Author(s)
Source
Texas Law Review, Vol. 96, No. 4, pp. 737-786, 2018
Summary
Data breaches increase the risk that consumers will be victims of fraud. But courts are reluctant to recognize that this increased risk is a sufficient harm to justify a lawsuit. Recognizing such harms might lead to more bankruptcies, but would deter data breaches.
Policy Relevance
Courts should be more willing to recognize intangible harms from data breaches.
Main Points
- In federal court, a plaintiff suing for harm from a firm’s loss of personal data must show “standing;” the plaintiff must allege an injury in fact, that is, a concrete harm, not a conjectural or hypothetical harm.
- Data breaches involve leaks of personal data such as financial account information, driver’s license numbers, social security numbers, and biometric markers.
- Plaintiffs suing because of a data breach usually offer three theories of harm.
- One theory is that the plaintiff faces an increased risk of future injury, but most courts reject this as too speculative.
- A second theory is that the plaintiff must bear the cost of preventative measures to reduce risk.
- A third theory is that the plaintiff will experience anxiety because of the breach, but courts will reject this theory if based on increased risk alone.
- If data breaches do not cause harm, why have federal and state legislators and agencies passed laws concerning data breaches?
- Courts are moving towards recognition of hard-to-see harms, intangible harms, emotional distress, and future harms; however, it is challenging to measure such harms, and to avoid the possibility that plaintiffs will magnify such harms artificially.

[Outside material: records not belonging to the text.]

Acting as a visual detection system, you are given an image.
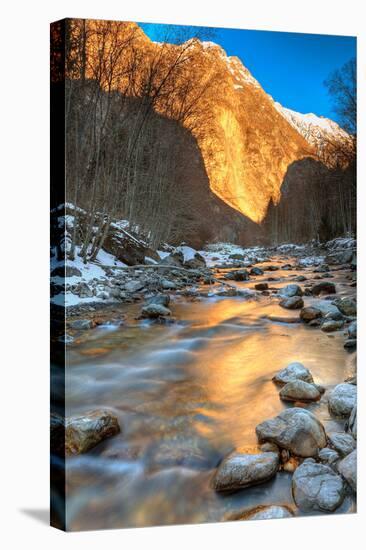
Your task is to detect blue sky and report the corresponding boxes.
[140,24,356,126]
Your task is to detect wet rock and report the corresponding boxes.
[333,297,357,317]
[160,279,178,290]
[328,384,357,417]
[250,267,264,275]
[279,285,303,298]
[124,281,145,294]
[344,338,357,351]
[280,296,304,309]
[51,265,82,278]
[280,380,321,401]
[347,405,357,439]
[311,281,336,296]
[292,460,345,512]
[300,307,322,323]
[324,310,344,321]
[69,319,93,330]
[260,443,280,454]
[141,303,171,319]
[338,449,357,492]
[318,447,340,466]
[327,432,356,457]
[146,294,170,307]
[321,319,344,332]
[272,362,314,385]
[65,410,120,455]
[256,407,327,457]
[254,283,268,290]
[213,452,279,492]
[224,269,249,281]
[230,504,294,521]
[348,321,357,340]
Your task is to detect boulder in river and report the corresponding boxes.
[300,306,322,323]
[250,267,264,275]
[348,321,357,340]
[280,296,304,309]
[328,383,357,417]
[69,319,93,330]
[338,449,357,492]
[278,284,303,298]
[272,362,314,386]
[292,459,346,512]
[311,281,336,296]
[65,410,120,455]
[224,269,249,281]
[321,319,344,332]
[347,405,357,439]
[318,447,340,466]
[254,283,268,290]
[333,296,357,317]
[280,380,321,401]
[141,302,171,319]
[255,407,327,458]
[213,452,279,492]
[327,432,356,457]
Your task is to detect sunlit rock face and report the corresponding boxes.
[78,21,349,223]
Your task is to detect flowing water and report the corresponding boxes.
[61,262,354,529]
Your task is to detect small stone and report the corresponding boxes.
[321,319,344,332]
[338,449,357,492]
[280,296,304,309]
[292,460,345,512]
[327,432,356,457]
[272,362,314,385]
[311,281,336,296]
[328,384,357,417]
[280,380,321,401]
[69,319,93,330]
[300,307,322,323]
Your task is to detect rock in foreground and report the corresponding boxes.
[213,452,279,492]
[65,410,120,455]
[292,460,345,512]
[272,362,314,386]
[338,449,357,491]
[280,296,304,309]
[328,384,357,417]
[280,380,321,401]
[256,407,327,458]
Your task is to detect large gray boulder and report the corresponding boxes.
[256,407,327,458]
[272,362,314,385]
[328,383,357,417]
[280,380,321,401]
[327,432,356,457]
[311,281,336,296]
[65,410,121,455]
[213,452,279,492]
[292,460,345,512]
[338,449,357,492]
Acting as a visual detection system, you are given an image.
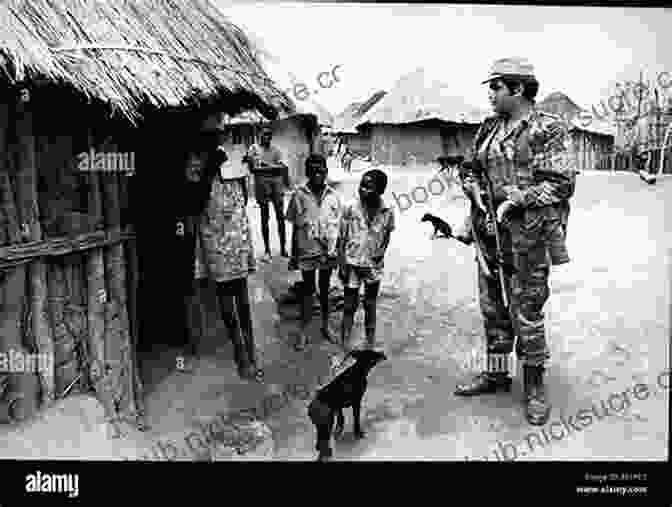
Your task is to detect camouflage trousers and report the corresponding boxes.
[478,212,551,366]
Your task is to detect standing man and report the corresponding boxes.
[246,127,290,262]
[455,58,576,425]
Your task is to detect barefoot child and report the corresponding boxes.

- A data breach puts one’s credit history at risk of being affected by fraudulent future transactions; courts should recognize reasonable risks and reasonable emotional distress as harms in such cases.
- Imposing liability for data breaches that cause only minor harm could have major downstream consequences, such as putting firms into bankruptcy; however, courts should disregard these downstream problems, because the problem of undeterred data breaches is more serious.